Dass auch Russland technisch zu elektronischen Angriffen auf fremde Computernetze in der Lage ist, lassen Cyber-Angriffe auf estnische Behörden vermuten, die bis heute nicht restlos aufgeklärt werden konnten: Im März 2007 legte eine groß angelegte Distributed-Denial-of-Service-Attacke über mehrere Wochen die IT-Infrastruktur Estlands weitgehend lahm. Die estnische Regierung beschuldigte aufgrund andauernder politischer Auseinandersetzungen um die Verlegung eines russischen Soldatendenkmals die Regierung in Moskau als Auftraggeber. Tatsächlich wurden die Angriffe über weltweite Bot-Netze gesteuert.
Cyberangriff
Der estnische Verteidigungsminister Jaak Aaviksoo forderte von den EU-Verteidigungsministern damals eine klare Reaktion: Die „umfangreiche Cyberangriffe“ zeigten, dass man sich „ernsthaft mit diesem Thema beschäftigen und die relevanten Informationen austauschen“ müsse. Ein Jahr später richtete die NATO in der estnischen Hauptstadt Tallinn ein „Center of Excellence Cyber Defense“ ein. Dort widmen sich rund 30 Spezialisten der Erforschung und dem Training elektronischer Kriegsführung. Dabei geht es primär um die Abwehr von Angriffen auf Computernetze von NATO-Mitgliedern. Deutschland arbeitet ebenso mit wie Italien, Spanien, die Slowakei, Litauen und Lettland.

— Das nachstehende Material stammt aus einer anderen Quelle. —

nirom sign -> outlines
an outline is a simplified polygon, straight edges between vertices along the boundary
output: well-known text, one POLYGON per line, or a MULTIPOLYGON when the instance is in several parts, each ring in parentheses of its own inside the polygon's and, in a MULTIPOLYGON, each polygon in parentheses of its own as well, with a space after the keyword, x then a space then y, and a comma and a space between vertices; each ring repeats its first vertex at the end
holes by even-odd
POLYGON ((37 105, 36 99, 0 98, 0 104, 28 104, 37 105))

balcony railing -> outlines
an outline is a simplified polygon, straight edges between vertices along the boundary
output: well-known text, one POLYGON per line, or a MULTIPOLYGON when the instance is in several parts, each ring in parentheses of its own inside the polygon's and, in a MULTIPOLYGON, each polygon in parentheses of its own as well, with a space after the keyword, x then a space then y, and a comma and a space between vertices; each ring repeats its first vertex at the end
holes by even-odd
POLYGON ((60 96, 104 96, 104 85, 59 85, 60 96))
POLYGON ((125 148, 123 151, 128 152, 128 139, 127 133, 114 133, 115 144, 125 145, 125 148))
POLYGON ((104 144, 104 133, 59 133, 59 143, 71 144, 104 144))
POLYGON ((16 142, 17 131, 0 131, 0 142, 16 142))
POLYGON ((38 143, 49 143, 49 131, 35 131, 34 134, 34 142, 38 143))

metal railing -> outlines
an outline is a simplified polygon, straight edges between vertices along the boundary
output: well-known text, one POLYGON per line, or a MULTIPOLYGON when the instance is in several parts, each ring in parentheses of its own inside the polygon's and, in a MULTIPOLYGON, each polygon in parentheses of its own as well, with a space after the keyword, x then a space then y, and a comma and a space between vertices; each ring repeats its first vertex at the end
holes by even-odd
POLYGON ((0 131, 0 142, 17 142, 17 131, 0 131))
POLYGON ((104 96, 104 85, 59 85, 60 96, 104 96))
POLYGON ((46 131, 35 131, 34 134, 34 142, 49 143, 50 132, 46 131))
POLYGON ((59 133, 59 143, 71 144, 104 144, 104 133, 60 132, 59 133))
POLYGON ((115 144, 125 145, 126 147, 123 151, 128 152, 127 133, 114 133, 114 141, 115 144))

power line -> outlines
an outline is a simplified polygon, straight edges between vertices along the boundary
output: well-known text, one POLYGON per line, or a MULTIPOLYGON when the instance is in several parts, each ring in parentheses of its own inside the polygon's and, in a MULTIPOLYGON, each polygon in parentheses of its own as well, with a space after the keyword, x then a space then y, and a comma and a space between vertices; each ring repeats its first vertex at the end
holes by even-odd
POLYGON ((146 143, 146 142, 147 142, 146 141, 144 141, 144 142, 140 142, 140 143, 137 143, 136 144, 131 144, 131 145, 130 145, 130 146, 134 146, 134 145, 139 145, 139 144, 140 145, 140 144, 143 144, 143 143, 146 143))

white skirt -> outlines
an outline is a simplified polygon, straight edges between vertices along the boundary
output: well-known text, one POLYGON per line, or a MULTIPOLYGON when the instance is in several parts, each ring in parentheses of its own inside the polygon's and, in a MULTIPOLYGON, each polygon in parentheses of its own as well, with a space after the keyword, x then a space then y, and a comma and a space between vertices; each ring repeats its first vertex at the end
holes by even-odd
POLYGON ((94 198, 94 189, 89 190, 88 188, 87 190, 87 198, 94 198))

Wie verwundbar die Infrastrukturen in Industriestaaten sind, zeigten die Terroranschlägen vom 11. September 2001 in den USA. Als die Zwillingstürme in New York einstürzten, wurden auch Teile der Telekommunikations- und Energieinfrastruktur beschädigt. Im Welthandelszentrum brachen mehrere Internet-Schaltzentralen zusammen, was nicht nur zu Ausfällen in New York City, Connecticut und Massachusetts, sondern auch weltweit führte.

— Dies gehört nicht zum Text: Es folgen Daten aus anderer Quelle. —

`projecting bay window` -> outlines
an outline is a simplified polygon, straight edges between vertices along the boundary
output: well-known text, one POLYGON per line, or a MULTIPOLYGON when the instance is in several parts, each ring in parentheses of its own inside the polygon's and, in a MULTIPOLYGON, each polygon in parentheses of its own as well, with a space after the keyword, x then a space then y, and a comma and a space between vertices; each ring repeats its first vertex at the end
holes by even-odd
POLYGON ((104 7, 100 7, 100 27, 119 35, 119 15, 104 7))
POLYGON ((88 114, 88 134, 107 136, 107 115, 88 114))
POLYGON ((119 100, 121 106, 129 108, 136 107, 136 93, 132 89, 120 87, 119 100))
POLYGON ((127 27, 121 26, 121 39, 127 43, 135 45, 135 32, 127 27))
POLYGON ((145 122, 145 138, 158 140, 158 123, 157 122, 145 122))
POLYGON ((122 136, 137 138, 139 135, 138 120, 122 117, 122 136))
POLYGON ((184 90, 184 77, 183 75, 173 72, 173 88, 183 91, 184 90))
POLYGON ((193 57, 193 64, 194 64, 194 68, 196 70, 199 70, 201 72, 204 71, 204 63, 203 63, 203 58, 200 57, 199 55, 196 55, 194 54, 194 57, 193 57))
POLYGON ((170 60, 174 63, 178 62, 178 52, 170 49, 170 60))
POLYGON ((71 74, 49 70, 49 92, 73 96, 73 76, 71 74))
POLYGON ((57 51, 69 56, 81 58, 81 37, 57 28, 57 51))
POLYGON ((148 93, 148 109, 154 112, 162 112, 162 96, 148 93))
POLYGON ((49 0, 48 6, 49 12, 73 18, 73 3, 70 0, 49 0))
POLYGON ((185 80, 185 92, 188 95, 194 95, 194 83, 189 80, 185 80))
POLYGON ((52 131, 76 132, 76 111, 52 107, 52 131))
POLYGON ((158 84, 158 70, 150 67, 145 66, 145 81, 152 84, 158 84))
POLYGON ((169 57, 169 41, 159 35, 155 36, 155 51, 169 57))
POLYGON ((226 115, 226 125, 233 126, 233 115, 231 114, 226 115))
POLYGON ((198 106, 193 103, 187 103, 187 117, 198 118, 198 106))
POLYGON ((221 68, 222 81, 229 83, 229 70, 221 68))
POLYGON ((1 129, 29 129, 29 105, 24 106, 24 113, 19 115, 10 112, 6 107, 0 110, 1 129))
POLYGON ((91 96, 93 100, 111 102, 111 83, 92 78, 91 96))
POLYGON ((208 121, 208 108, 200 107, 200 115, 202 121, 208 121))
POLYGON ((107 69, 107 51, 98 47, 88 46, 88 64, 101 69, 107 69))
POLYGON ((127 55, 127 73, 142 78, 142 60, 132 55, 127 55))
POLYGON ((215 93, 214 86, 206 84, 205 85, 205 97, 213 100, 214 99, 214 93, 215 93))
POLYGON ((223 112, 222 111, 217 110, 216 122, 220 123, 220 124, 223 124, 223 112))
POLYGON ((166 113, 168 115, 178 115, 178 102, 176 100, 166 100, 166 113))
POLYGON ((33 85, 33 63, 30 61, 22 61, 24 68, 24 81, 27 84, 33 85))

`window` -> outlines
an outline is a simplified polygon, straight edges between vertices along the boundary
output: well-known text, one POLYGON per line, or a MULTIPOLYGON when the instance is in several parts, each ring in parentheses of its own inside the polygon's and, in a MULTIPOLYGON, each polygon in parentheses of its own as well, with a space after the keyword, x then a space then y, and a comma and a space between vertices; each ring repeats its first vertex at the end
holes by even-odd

Heute spielt die Harmonisierung der Sicherheitsstandards nationaler kritischer Informations- und Kommunikationsinfrastrukturen im europäischen Binnenmarkt eine zunehmend wichtige Rolle. Die Bundesregierung hat mit dem „Nationalen Plan zum Schutz der Informations-Infrastrukturen“ (NPSI) sowie dem „Krisenreaktionszentrum IT“ im Bundesamt für Sicherheit erste Schritte zum Schutz kritischer Informationsinfrastrukturen eingeleitet.
Gleichwohl wird auch das Konzept der elektronischen Kriegsführung insbesondere von Staaten wie China, aber auch den USA und Frankreich seit Ende der 1990er-Jahre aktiv verfolgt. Bislang kam die elektronische Kriegsführung vor allem für Zwecke der Wirtschaftsspionage zum Einsatz.
Derweil schreiten aber die globale Vernetzung und die Abhängigkeit von Informations- und Kommunikationssystemen schneller voran als die Erfolge bei Bemühungen, die zugrunde liegenden Systeme robust auszugestalten. Die Gefahr kaskadierender Dominoeffekte steigt damit exponentiell an. Deshalb ist es Zeit für eine Debatte – und für mehr Offenheit und Transparenz.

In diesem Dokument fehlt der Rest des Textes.